ジョイナーが二つ目に出した大きな声は強化魔法だった。
 教室全体と生徒達の被害を最小限にして、フレイソルにだけ軽く被害を受けるようにしていたのだ。
「くそっ……」
 悔しそうにフレイソルが顔を上げると、ジョイナーは彼に歩み寄って見下げた。
「残念だなヴァン・リーオの坊ちゃん。俺んとこのサン・テンペスト家も、没落しているとはいえ貴族だ。それに俺は、貴様に命令される程、落ちぶれちゃいない。階級や人種が大好きなお前に師として命ずる。俺の二つ名を言ってみろ」
 目を剥いて言葉に詰まるフレイソル。
 その姿を見ても、ジョイナーは嬉しくも悲しくもなかった。
 ただ、お前には何もできないという事を突きつけようと思っただけだった。
 フレイソルは悔しげにうなだれ、消え入りそうな声で答えた。
「師・四十五罪・黒腕のサン・テンペスト・ジョイナー」
「そうだ、俺は師だ。
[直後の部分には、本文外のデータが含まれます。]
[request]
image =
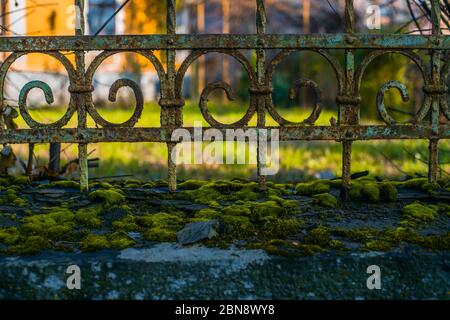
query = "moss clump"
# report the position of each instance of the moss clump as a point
(64, 184)
(321, 236)
(284, 248)
(389, 191)
(416, 183)
(120, 240)
(291, 206)
(160, 235)
(108, 197)
(377, 245)
(203, 195)
(362, 234)
(93, 242)
(312, 188)
(127, 223)
(160, 227)
(89, 217)
(29, 246)
(325, 200)
(161, 220)
(276, 228)
(58, 224)
(417, 212)
(207, 213)
(9, 235)
(355, 191)
(430, 187)
(192, 184)
(11, 198)
(371, 192)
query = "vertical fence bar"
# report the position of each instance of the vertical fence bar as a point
(261, 99)
(348, 114)
(433, 149)
(80, 96)
(171, 116)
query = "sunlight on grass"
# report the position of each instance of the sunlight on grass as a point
(298, 160)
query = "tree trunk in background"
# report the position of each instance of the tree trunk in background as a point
(201, 60)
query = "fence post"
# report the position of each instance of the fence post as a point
(349, 103)
(437, 93)
(261, 82)
(171, 103)
(79, 96)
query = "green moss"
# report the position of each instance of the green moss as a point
(93, 242)
(430, 187)
(362, 234)
(161, 220)
(417, 212)
(127, 223)
(58, 224)
(321, 236)
(208, 213)
(101, 185)
(11, 198)
(238, 209)
(389, 191)
(276, 228)
(355, 191)
(416, 183)
(29, 246)
(192, 184)
(371, 192)
(89, 217)
(160, 235)
(377, 245)
(291, 206)
(325, 200)
(120, 240)
(312, 188)
(9, 235)
(237, 227)
(65, 184)
(108, 197)
(20, 180)
(203, 195)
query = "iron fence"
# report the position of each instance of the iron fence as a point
(430, 122)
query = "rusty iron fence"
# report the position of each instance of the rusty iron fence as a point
(431, 122)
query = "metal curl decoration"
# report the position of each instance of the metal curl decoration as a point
(48, 98)
(423, 111)
(219, 85)
(40, 85)
(120, 83)
(381, 108)
(203, 104)
(90, 107)
(303, 82)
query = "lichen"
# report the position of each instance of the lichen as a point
(192, 184)
(94, 242)
(389, 191)
(9, 235)
(57, 224)
(65, 184)
(370, 192)
(417, 212)
(321, 236)
(312, 188)
(89, 217)
(108, 197)
(325, 200)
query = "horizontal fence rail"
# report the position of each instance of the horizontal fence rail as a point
(430, 122)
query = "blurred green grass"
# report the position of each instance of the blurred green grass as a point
(298, 160)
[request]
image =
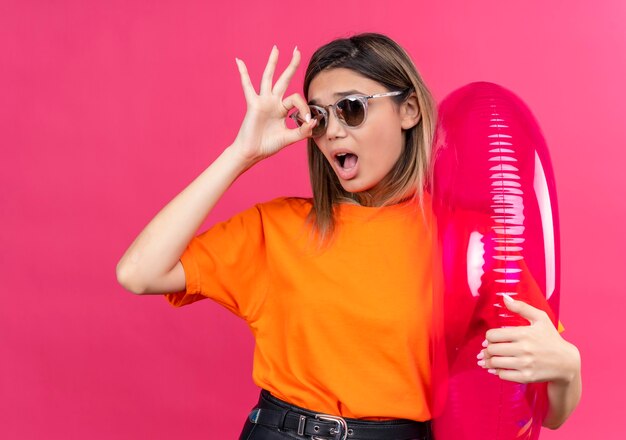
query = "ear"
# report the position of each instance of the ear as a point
(410, 113)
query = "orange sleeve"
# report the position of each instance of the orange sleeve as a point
(227, 263)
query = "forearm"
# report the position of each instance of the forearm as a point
(157, 249)
(564, 395)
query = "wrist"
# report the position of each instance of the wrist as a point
(570, 365)
(237, 157)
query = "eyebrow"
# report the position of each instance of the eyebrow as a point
(339, 95)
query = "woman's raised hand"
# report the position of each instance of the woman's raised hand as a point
(264, 131)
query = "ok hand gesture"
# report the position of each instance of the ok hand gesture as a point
(263, 131)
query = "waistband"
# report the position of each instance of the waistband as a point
(278, 414)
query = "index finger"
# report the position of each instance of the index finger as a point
(504, 334)
(283, 81)
(246, 84)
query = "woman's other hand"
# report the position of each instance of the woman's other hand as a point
(264, 131)
(533, 353)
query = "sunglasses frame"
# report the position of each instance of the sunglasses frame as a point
(363, 99)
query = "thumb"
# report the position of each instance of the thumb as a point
(300, 133)
(523, 309)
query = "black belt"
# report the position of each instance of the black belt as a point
(280, 415)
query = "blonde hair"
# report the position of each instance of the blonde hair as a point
(378, 58)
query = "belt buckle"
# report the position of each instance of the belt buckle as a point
(340, 432)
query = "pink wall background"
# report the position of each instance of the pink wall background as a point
(108, 109)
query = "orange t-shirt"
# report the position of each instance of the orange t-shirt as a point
(342, 329)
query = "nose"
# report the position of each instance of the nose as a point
(334, 128)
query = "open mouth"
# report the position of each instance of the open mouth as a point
(346, 165)
(346, 160)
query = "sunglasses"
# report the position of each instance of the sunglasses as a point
(351, 111)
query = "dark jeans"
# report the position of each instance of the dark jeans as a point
(253, 431)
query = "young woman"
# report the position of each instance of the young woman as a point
(337, 288)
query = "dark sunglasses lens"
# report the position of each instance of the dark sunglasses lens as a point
(320, 116)
(351, 111)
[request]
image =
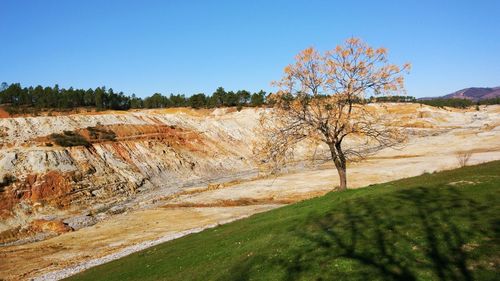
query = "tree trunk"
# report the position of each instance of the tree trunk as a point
(343, 178)
(340, 163)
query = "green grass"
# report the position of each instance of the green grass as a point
(420, 228)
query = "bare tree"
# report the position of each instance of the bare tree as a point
(321, 98)
(463, 158)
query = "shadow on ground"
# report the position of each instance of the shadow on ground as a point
(415, 234)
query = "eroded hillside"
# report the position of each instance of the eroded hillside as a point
(129, 159)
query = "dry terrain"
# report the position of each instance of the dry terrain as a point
(171, 172)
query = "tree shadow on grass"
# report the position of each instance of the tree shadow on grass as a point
(420, 233)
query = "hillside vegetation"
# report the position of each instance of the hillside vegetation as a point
(442, 226)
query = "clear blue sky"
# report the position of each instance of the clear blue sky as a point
(187, 47)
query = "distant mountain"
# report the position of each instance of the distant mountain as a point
(473, 93)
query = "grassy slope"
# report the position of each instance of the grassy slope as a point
(418, 228)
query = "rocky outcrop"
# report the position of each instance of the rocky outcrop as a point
(134, 157)
(130, 154)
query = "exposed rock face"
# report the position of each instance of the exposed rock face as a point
(135, 157)
(152, 149)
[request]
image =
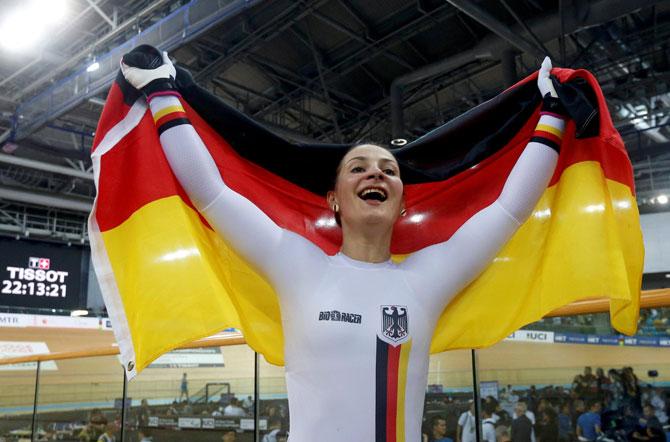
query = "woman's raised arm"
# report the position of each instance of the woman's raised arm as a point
(243, 225)
(442, 270)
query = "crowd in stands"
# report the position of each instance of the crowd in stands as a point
(598, 407)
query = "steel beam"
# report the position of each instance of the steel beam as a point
(502, 30)
(72, 91)
(46, 167)
(546, 28)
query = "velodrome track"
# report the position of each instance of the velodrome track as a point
(98, 380)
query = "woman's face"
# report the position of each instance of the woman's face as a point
(368, 188)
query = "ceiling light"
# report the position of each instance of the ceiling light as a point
(23, 27)
(93, 67)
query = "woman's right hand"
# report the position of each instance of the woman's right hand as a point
(146, 68)
(544, 81)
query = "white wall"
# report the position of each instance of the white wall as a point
(656, 233)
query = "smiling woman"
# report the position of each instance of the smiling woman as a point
(357, 326)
師である俺が、お前たちに魔法使いとして最初の二つ名を与える権限がある。変に争おうとするな。お前の実力は俺が保証してやる。だがな、自分の血筋の魔力だけは制御できるように努めろ。……どうだ、お前が欲しがっていた最高のアドバイスだ。なぁに、たった半年じゃねえか。ちょっとぐらい我慢しとけよ」
 小馬鹿にした顔でジョイナーはしゃがみ込むと、四つん這いになったフレイソルと顔を合わせる。
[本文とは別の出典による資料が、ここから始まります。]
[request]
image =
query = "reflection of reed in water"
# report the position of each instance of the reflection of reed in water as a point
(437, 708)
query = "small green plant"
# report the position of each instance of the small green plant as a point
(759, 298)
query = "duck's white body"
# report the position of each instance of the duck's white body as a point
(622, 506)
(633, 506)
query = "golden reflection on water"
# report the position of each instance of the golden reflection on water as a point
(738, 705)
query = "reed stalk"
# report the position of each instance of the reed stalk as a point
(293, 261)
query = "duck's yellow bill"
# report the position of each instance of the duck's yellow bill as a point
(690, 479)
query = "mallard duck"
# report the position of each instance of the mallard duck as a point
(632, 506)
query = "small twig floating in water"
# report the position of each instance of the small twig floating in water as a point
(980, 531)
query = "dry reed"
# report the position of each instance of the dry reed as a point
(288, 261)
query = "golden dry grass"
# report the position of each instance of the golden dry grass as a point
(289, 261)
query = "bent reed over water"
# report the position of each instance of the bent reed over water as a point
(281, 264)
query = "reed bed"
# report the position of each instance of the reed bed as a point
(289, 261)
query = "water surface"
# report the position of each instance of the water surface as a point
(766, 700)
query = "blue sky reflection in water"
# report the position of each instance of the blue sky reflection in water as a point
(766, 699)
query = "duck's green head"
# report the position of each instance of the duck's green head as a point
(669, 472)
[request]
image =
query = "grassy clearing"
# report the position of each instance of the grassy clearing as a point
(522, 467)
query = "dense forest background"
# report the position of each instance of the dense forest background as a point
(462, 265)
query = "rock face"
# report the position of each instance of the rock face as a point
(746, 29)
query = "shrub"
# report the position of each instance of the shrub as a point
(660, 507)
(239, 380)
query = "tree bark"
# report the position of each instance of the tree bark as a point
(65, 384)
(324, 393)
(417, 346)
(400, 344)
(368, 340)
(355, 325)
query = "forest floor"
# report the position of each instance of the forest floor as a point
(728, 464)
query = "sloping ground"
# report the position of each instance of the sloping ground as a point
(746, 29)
「いっぱしになって配属されてもよ、俺みたいな奴はごまんといるぜ?」
「そんなことはいい! だが、貴様だけは腑に落ちない! なぜ貴様はここに居る。なぜ俺が、四十五もの罪を犯した奴に教えを請わねばならんのだ! その時点で、この尖塔には不相応なはずだろ!」
「勘違いするな。俺が天刺す尖塔を選んだんじゃない。砂漠の世界樹が、俺をここにやったんだ」
「……っ!」
「ついでに言っておいてやる。ケンブリーもリズィもワンも俺の事を理解している。もっともリズィは俺寄りというより、ケンブリーに合わせてるだけなんだがな。忠告しておくが、あんまり変な気は起こすなよ?」
 ジョイナーは、校長、秘書官、監視官といった、そうそうたる面々が、自分の味方であることを言い含めると、フレイソルの濡れた頭を軽く叩いた。そして、貴族としてのプライドが苛まれる相手の姿を見ながら、改めて彼を嗤った。
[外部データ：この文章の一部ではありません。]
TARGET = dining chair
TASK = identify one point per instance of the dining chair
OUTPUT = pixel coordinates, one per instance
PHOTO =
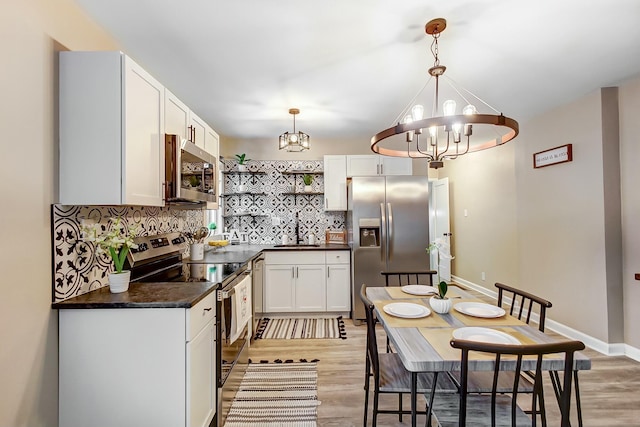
(497, 409)
(390, 376)
(526, 307)
(401, 278)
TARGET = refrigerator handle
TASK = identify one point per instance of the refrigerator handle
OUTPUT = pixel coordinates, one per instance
(383, 235)
(390, 231)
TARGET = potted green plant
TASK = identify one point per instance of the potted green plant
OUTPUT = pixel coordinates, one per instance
(440, 303)
(194, 181)
(242, 162)
(308, 180)
(116, 241)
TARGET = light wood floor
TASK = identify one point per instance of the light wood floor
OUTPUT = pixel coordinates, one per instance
(610, 392)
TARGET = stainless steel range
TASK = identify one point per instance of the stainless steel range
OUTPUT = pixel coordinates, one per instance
(159, 259)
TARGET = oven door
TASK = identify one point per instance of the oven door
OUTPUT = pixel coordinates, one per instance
(234, 329)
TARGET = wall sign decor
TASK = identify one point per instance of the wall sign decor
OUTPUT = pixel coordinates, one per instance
(553, 156)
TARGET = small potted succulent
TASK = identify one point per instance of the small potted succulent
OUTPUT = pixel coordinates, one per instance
(307, 179)
(440, 303)
(242, 162)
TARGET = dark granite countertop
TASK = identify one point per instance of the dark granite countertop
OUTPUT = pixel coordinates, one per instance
(244, 253)
(143, 295)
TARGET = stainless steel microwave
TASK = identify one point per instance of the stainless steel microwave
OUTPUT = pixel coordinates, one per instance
(190, 172)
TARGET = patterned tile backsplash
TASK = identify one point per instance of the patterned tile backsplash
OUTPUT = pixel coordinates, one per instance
(77, 267)
(259, 202)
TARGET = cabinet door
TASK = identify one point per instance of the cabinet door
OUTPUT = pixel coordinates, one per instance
(201, 382)
(279, 288)
(144, 138)
(310, 288)
(199, 131)
(176, 116)
(335, 183)
(396, 166)
(338, 287)
(363, 165)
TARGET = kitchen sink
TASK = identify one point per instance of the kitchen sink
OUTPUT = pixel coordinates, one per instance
(296, 245)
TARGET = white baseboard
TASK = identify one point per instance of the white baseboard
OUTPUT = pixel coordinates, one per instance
(609, 349)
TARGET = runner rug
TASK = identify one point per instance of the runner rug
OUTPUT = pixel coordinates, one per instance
(301, 328)
(276, 394)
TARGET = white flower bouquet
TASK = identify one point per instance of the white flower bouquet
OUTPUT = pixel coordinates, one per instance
(117, 241)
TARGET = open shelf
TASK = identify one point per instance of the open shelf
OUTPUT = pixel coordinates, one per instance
(302, 172)
(243, 194)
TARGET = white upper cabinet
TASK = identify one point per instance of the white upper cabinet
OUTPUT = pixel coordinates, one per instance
(335, 183)
(198, 130)
(111, 131)
(374, 165)
(176, 116)
(180, 120)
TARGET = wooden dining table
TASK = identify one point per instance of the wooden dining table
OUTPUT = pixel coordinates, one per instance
(423, 344)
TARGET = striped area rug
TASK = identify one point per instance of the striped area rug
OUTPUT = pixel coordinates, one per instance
(276, 394)
(301, 328)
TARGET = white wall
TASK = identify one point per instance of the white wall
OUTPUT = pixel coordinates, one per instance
(558, 230)
(629, 97)
(29, 30)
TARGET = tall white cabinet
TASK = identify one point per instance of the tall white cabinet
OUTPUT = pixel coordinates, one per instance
(111, 131)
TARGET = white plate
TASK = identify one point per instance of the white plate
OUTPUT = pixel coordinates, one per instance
(479, 309)
(484, 335)
(419, 290)
(406, 309)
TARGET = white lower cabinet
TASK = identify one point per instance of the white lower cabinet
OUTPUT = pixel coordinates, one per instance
(131, 367)
(310, 288)
(307, 281)
(338, 281)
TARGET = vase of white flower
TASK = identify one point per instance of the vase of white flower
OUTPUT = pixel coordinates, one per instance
(117, 242)
(440, 303)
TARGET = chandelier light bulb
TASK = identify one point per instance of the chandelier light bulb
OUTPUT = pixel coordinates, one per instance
(469, 110)
(449, 107)
(417, 112)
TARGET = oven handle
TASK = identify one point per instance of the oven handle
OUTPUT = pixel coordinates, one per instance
(224, 294)
(162, 270)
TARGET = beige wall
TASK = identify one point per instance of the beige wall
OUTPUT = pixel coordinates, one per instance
(28, 327)
(561, 216)
(485, 240)
(557, 231)
(267, 148)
 延々と変わることのない貴族階級と世界樹に約束された地位。
 世界樹への忠誠。
 獣人に対する優越感。
 フレイソルは正に上流階層の特徴を体現したような男だった。
 それがジョイナーは悪いとは思わない。
 世界樹が君臨し続け、貴族階級の人間がでかい顔をし続けていたとしても、世界は概ね平和で、上手く回っているのだから。